In the long-term, however, we need to socialize the issue of heat illness, as Shandas said. We must examine how building codes and paved infrastructure can adapt to climate change, and most importantly, find green alternatives to gray infrastructure. That means planting trees in areas of Portland that have historically lacked canopy cover, especially considering that canopy has been shrinking; creating more parks and distributing them more equally throughout the city; and directing government investment toward the residential areas that will be hit hardest by climate change.
It’s important to remember the countless benefits that green spaces provide to our wellbeing. Besides providing shelter from extreme heat, trees and other greenery help ease the symptoms of myriad health issues. “Being in a forest… or even in a patch of greenery has been shown to reduce blood pressure, it has been shown to reduce brooding, depression and anxiety… recent evidence suggests that issues of stroke and brain health are improved through exposure to green space,” Shandas said.

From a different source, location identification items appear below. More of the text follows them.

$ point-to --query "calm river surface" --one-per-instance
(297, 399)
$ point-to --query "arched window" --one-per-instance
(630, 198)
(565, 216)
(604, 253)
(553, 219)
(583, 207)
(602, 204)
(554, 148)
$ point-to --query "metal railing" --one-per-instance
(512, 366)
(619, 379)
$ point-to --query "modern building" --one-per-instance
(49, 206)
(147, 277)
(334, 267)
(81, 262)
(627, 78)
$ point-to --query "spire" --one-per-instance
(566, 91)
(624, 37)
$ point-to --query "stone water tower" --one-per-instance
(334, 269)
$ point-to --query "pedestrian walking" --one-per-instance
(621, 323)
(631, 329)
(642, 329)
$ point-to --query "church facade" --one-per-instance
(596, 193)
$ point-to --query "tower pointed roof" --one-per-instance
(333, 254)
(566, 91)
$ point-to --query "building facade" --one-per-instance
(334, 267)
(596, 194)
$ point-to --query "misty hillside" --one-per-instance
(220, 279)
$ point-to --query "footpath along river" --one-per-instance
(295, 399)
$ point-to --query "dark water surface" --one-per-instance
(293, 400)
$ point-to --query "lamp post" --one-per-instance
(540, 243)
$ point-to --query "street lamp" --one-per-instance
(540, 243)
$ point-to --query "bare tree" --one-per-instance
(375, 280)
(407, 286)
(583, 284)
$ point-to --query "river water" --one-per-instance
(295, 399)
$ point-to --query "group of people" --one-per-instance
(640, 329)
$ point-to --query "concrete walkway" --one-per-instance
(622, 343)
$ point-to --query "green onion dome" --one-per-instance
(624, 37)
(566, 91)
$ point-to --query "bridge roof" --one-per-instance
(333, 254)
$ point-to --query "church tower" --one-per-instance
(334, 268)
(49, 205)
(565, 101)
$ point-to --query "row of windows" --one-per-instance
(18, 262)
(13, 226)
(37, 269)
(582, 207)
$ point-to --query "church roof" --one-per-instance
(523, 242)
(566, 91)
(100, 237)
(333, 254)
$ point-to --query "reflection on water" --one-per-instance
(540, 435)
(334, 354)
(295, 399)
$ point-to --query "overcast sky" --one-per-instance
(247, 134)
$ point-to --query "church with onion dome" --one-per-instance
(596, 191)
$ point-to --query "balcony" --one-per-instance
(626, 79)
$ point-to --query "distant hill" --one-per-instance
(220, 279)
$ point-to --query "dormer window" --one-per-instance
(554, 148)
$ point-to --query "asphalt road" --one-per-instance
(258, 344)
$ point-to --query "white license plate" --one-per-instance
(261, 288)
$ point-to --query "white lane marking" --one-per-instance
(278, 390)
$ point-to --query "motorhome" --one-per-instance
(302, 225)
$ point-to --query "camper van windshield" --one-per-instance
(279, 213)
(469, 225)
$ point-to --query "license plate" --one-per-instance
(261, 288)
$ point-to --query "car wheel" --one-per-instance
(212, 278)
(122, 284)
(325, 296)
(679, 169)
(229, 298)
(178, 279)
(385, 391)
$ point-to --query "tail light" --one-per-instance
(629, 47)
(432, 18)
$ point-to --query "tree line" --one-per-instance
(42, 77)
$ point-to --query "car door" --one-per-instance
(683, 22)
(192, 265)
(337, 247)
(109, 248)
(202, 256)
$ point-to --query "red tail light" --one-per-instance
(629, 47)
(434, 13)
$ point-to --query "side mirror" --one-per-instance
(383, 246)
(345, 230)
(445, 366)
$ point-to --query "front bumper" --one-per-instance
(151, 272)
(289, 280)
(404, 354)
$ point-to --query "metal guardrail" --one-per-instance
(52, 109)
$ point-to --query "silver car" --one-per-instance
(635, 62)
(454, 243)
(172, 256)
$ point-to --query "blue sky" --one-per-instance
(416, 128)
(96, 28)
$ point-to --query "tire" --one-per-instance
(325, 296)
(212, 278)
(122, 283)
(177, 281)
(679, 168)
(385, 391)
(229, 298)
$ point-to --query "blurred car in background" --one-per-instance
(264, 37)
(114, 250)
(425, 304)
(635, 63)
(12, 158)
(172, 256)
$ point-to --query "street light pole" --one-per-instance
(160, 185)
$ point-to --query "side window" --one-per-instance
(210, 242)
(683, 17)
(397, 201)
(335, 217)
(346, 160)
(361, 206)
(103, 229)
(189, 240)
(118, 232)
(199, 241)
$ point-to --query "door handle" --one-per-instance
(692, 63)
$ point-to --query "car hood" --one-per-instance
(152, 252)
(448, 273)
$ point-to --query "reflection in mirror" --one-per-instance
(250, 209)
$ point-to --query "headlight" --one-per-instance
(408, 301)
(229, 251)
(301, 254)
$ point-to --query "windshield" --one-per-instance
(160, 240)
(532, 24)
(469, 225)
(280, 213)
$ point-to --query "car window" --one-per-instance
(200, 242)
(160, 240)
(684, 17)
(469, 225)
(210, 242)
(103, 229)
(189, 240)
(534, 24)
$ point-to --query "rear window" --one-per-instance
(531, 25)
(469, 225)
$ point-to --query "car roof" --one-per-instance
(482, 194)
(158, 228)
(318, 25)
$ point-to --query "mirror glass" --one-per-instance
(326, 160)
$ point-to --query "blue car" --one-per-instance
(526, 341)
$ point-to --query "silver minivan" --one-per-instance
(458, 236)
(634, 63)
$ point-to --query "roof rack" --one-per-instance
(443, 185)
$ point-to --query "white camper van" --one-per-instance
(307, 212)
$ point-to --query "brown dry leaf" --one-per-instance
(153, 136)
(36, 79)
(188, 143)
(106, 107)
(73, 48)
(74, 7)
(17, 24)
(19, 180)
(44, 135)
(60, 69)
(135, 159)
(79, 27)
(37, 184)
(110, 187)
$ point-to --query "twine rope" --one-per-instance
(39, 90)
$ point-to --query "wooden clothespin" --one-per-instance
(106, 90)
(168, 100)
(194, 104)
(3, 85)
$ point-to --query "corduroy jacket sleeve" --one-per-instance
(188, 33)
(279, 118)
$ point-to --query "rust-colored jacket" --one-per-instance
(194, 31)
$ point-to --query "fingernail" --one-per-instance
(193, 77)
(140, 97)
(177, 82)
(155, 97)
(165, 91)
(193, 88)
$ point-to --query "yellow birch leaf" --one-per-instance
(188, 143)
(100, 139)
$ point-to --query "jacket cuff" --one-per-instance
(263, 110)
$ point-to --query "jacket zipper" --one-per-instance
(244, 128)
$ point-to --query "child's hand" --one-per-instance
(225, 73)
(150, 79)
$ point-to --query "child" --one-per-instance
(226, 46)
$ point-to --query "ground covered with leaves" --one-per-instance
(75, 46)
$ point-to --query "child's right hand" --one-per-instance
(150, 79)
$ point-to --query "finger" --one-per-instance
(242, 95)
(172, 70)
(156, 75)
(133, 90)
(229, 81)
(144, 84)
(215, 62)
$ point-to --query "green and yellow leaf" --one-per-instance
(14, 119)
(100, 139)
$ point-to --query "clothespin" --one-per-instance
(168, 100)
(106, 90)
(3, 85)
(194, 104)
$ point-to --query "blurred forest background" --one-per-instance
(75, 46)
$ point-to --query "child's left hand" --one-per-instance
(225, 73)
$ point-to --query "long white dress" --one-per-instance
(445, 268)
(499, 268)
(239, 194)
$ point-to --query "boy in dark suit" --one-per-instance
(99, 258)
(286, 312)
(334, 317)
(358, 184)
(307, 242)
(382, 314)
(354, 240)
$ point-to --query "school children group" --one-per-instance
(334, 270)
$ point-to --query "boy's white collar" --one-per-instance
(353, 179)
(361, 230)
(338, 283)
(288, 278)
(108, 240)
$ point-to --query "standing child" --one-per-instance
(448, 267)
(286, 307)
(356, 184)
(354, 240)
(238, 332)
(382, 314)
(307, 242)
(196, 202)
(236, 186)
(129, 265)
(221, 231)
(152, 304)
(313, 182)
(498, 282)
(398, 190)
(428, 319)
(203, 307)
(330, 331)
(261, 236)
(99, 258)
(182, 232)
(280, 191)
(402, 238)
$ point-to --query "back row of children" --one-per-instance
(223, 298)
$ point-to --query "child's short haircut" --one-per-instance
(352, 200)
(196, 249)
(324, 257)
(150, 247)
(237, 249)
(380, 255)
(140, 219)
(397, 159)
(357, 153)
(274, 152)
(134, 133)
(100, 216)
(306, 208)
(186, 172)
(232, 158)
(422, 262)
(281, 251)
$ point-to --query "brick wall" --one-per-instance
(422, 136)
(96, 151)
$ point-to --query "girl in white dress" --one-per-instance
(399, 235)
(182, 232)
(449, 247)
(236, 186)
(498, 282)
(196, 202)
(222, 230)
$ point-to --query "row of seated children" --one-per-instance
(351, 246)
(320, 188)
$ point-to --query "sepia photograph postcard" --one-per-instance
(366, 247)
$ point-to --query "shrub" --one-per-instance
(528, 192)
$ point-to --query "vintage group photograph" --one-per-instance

Trees in particular play a large role in cleaning the air of pollutants, Shandas explained, such as nitrogen oxides from car exhausts, particulate matter from woodburning stoves and greenhouse gas emissions that contribute to climate change.
Though less quantifiable, the subjective benefits of green space cannot be ignored. Should any child be denied a green neighborhood park to play in? Should any community be deprived of trees to relax under, shade to escape the sun or performances of Shakespeare in the park? It’s difficult to hold a picnic in a parking lot.
Human beings are meant to live amongst nature—but the development of urban spaces too often involves shrinking those public commons into small islands scattered across richer areas of the city, with wide expanses of concrete jungle for the rest. Gray infrastructure robs our city of life and in the process makes us hotter, sicker and sadder. It’s time to take back green space for all of us—not just the few.